Пятый день в пути маршевая рота. После Покровского ночевали в Самарине, таком же большом селе, где на ночь останавливались в просторном колхозном клубе. Здесь даже удалось послушать по радио свежую сводку Совинформбюро. В районе Среднего Дона наступление наших войск продолжалось, и началось новое наступление на Северном Кавказе, в районе Нальчика. Удваивались, с нарастающей силой наносились армией советского народа удары по врагу.
Взбодренные этими хорошими вестями, бойцы вышли из Самарина веселые, оживленные. С каждым новым километром все явственней ощущалась близость поймы большой реки. Чаще и чаще встречались в низинах перелески, глубже ветвились балки и овраги, принимавшие по весне и лету многочисленные потоки с далеких рубежей водораздела.
Все явственней чувствовалась и близость фронта. В часе ходьбы от Самарина роту обстрелял фашистский самолет.
— Воздух! — крикнул лейтенант, когда зловещая тень летучей мышью скользнула почти над головой.
Самолет подобрался к шоссе по-воровски — низом, со стороны черневшего неподалеку леска. Лейтенант еще в начале марша обстоятельно рассказал бойцам, как поступать при воздушном налете, с добросовестной точностью повторил то, что ему говорили в училище. Да и к тому же большинство людей уже бывало в таких переделках.
Все мгновенно бросились врассыпную от дороги. Лишь один Павлов, отбежав от дороги, заметался на снегу. Не то что он испугался больше других. Пожалуй, наоборот. «Рассредоточиться», — лихорадочно, колесом вертелся в его голове всплывший приказ. Но казалось, что если он упадет недалеко от Зимина или Чертенкова, то тем самым может их подвести, и он побежал дальше, отыскивая тот условный квадрат, где может лечь без помехи для других. Так он наскочил на Букаева.
— Что петляешь, чертова душа?! Падай! — гаркнул сталинградец и своим криком пригвоздил Павлова к снегу.
Над головой, в небе, тошнотно заклохтал пулемет. Казалось странным, что в эти минуты как бы оборвался бешеный гул мотора — хотя, конечно же, он продолжал работать, — слух воспринимал только одно клохтанье, ненавистное, муторное, несущее гибель.
Самолет сделал два захода, выпустил две очереди и скользнул в сторону леса.
— Отбой! — поднялся Букаев. — Все, спектакль окончен.
— Что ж, у него и всего запаса две очереди? — недоверчиво спросил Павлов.
— Будь уверен, на всех нас хватило бы, да уж где-то, наверное, нашкодил, вытратил, ну и на обратный путь хочет приберечь, вдруг да наши перехватят.
Павлов с уважением глянул на Букаева, коротко и спокойно объяснившего поведение летчика.
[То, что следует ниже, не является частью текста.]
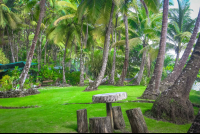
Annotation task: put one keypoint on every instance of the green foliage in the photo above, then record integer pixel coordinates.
(27, 84)
(3, 59)
(73, 78)
(48, 72)
(6, 83)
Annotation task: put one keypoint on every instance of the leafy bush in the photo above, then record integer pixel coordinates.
(27, 84)
(6, 83)
(49, 74)
(73, 78)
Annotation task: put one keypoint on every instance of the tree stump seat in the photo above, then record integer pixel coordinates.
(44, 83)
(108, 98)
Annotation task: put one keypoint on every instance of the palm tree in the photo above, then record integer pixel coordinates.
(152, 90)
(147, 29)
(97, 82)
(31, 52)
(8, 20)
(180, 23)
(169, 81)
(174, 102)
(124, 70)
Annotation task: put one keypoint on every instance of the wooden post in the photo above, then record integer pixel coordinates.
(110, 114)
(136, 119)
(118, 118)
(82, 121)
(195, 127)
(100, 125)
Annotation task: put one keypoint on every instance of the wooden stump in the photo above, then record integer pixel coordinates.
(136, 119)
(100, 125)
(195, 127)
(118, 118)
(82, 121)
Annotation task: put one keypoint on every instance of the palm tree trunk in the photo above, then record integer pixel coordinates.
(64, 57)
(112, 76)
(140, 74)
(81, 58)
(152, 90)
(97, 82)
(148, 64)
(11, 46)
(45, 52)
(174, 102)
(124, 71)
(39, 54)
(31, 52)
(177, 56)
(169, 81)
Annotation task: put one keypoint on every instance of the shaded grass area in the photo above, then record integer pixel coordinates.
(54, 117)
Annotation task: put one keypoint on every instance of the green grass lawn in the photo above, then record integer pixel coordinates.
(55, 117)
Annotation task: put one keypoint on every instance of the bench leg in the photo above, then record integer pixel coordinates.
(109, 113)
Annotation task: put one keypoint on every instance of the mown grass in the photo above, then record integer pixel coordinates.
(55, 117)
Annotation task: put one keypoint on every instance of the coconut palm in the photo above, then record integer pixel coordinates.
(180, 23)
(152, 90)
(31, 52)
(169, 81)
(176, 98)
(8, 20)
(104, 6)
(147, 29)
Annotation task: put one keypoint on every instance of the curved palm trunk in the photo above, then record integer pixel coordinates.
(31, 52)
(124, 71)
(152, 90)
(64, 57)
(11, 46)
(148, 64)
(139, 78)
(174, 102)
(81, 58)
(177, 56)
(112, 76)
(167, 82)
(97, 82)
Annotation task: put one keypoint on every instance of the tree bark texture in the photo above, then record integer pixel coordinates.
(118, 118)
(100, 125)
(169, 81)
(31, 52)
(97, 82)
(81, 58)
(82, 121)
(148, 64)
(174, 102)
(125, 67)
(177, 56)
(152, 90)
(64, 57)
(136, 119)
(195, 127)
(140, 74)
(11, 46)
(112, 76)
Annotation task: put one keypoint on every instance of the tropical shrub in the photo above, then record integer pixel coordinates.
(3, 59)
(73, 78)
(6, 83)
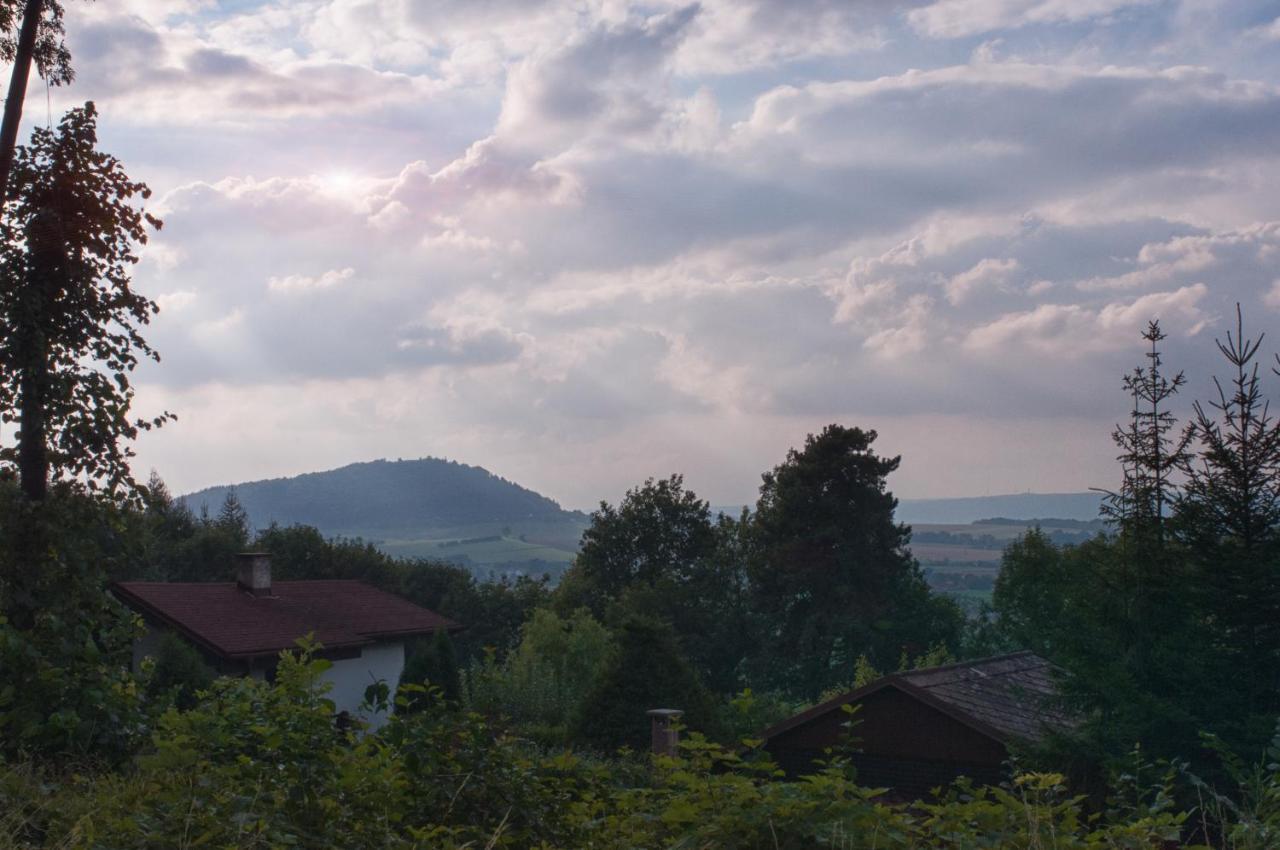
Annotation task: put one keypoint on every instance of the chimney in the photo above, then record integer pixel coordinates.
(254, 572)
(666, 737)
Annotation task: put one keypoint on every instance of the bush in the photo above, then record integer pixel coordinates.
(543, 682)
(263, 766)
(647, 671)
(179, 672)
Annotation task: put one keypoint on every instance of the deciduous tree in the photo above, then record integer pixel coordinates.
(72, 320)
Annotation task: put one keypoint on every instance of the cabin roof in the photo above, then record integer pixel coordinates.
(232, 622)
(1008, 698)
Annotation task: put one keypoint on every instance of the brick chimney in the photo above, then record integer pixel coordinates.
(666, 737)
(254, 572)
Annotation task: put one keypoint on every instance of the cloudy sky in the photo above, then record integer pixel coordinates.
(581, 242)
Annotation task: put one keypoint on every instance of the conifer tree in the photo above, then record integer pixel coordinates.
(1229, 519)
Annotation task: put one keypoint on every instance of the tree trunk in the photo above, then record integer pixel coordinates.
(17, 91)
(32, 452)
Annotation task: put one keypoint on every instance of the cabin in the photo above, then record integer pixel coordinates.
(242, 626)
(922, 729)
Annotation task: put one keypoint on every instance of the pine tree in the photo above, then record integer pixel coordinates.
(1229, 517)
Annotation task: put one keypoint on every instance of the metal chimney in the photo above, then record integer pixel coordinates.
(666, 737)
(254, 572)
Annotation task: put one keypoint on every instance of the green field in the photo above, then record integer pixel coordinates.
(487, 551)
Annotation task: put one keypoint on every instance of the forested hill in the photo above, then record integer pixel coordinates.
(392, 498)
(1019, 506)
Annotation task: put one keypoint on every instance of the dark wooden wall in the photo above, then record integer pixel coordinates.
(903, 744)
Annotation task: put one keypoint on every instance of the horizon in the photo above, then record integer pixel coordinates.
(714, 506)
(590, 243)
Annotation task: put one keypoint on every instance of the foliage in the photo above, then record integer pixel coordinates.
(179, 672)
(1228, 520)
(657, 535)
(72, 319)
(647, 671)
(1166, 626)
(433, 662)
(547, 677)
(263, 766)
(832, 576)
(50, 54)
(661, 554)
(67, 690)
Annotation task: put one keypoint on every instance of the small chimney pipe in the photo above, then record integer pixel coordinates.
(666, 737)
(254, 572)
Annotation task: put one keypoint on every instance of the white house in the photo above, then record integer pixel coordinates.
(241, 626)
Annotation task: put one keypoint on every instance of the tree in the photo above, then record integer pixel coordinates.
(233, 519)
(434, 663)
(832, 576)
(1229, 520)
(645, 672)
(72, 319)
(657, 534)
(40, 41)
(659, 554)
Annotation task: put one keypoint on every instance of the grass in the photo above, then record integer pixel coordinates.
(485, 551)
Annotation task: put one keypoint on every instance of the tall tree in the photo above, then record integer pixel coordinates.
(72, 319)
(39, 41)
(658, 533)
(832, 576)
(661, 554)
(1229, 519)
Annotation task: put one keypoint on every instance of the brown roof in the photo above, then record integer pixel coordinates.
(234, 624)
(1005, 697)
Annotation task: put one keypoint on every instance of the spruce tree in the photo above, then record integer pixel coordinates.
(1229, 519)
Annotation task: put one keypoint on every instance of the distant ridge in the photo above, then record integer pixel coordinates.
(1018, 506)
(388, 498)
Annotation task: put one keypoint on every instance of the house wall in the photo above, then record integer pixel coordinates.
(904, 744)
(351, 676)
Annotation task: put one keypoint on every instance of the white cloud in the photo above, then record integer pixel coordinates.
(1272, 297)
(1075, 330)
(986, 274)
(301, 283)
(599, 229)
(959, 18)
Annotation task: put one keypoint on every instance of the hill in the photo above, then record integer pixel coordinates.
(1019, 506)
(428, 507)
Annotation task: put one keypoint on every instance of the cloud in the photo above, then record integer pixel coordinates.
(960, 18)
(301, 283)
(1074, 330)
(1272, 297)
(612, 234)
(986, 274)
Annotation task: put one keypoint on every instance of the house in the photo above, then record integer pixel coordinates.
(241, 626)
(922, 729)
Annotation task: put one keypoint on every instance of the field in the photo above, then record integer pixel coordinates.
(487, 551)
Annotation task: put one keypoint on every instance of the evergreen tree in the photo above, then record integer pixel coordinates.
(233, 519)
(1229, 519)
(831, 576)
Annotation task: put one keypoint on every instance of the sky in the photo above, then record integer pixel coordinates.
(585, 242)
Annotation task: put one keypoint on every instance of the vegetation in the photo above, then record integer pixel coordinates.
(1168, 626)
(263, 766)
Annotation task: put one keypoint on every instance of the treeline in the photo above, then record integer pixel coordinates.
(1169, 625)
(260, 764)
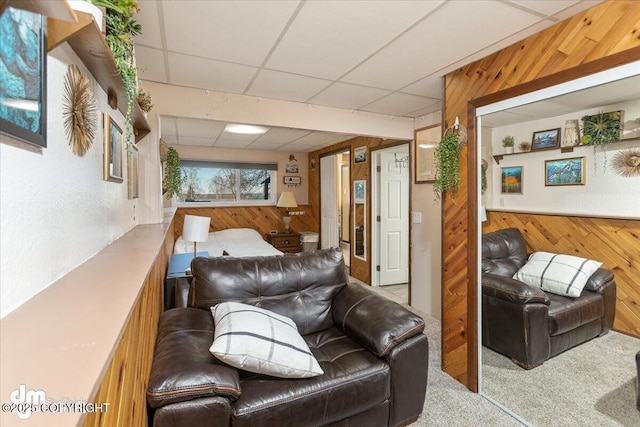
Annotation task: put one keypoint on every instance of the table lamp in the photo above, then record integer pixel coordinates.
(287, 200)
(195, 229)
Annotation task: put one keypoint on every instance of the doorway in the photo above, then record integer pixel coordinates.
(390, 217)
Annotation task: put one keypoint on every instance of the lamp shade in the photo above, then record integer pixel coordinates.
(287, 200)
(196, 228)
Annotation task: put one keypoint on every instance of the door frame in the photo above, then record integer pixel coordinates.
(375, 196)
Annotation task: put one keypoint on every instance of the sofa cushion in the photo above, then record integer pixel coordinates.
(556, 273)
(182, 368)
(300, 287)
(260, 341)
(566, 314)
(354, 381)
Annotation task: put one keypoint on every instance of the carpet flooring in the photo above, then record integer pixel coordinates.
(590, 385)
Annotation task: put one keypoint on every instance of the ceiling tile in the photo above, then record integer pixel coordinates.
(290, 87)
(150, 63)
(399, 104)
(235, 31)
(343, 95)
(208, 74)
(328, 38)
(281, 136)
(151, 24)
(461, 27)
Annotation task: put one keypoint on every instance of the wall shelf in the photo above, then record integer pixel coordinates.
(88, 42)
(498, 157)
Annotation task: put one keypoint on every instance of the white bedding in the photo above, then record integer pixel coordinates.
(237, 242)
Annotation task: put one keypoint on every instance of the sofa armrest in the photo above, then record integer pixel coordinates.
(183, 368)
(374, 321)
(512, 290)
(183, 287)
(600, 278)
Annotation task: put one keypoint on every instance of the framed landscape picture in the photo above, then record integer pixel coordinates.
(511, 179)
(23, 84)
(564, 171)
(426, 139)
(545, 139)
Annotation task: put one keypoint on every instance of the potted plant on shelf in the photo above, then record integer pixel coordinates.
(447, 162)
(508, 143)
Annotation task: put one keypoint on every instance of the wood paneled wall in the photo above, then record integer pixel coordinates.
(614, 242)
(601, 37)
(359, 269)
(260, 218)
(124, 385)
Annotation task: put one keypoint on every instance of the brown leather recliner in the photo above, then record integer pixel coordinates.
(524, 322)
(372, 350)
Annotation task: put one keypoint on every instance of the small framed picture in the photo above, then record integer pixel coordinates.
(511, 178)
(564, 171)
(292, 180)
(545, 139)
(112, 150)
(360, 155)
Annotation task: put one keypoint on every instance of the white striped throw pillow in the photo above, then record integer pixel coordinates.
(261, 341)
(559, 274)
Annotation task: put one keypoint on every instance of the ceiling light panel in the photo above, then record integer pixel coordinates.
(234, 31)
(328, 38)
(208, 74)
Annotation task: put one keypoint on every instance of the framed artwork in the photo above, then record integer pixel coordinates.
(291, 168)
(292, 180)
(511, 179)
(545, 139)
(360, 155)
(112, 150)
(23, 89)
(132, 171)
(426, 140)
(564, 171)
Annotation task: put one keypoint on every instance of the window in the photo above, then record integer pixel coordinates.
(227, 182)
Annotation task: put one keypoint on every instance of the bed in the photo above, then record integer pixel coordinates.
(237, 242)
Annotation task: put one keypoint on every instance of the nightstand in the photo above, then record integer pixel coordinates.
(178, 265)
(285, 242)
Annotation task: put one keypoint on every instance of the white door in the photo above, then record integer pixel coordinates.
(329, 224)
(394, 219)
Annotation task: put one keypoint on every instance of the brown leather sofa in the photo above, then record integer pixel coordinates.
(372, 350)
(524, 322)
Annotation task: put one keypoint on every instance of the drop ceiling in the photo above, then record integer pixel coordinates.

Да, чтобы все это знать, мало того осоавиахимовского кружка, в котором в свое время занимался Павлов. Надо самому не один десяток раз подобно Букаеву побывать под огнем, да и в переплетах покрепче… Это же он, Букаев, участвовавший в сталинградских боях, на вопрос, за что ему дали Красную Звезду, отвечал немногословно, коротко: «Было дело… За спасение командира!..». И все! А что за этими тремя словами — подумать только! Эх, имел бы право он, Павлов, сказать такое!..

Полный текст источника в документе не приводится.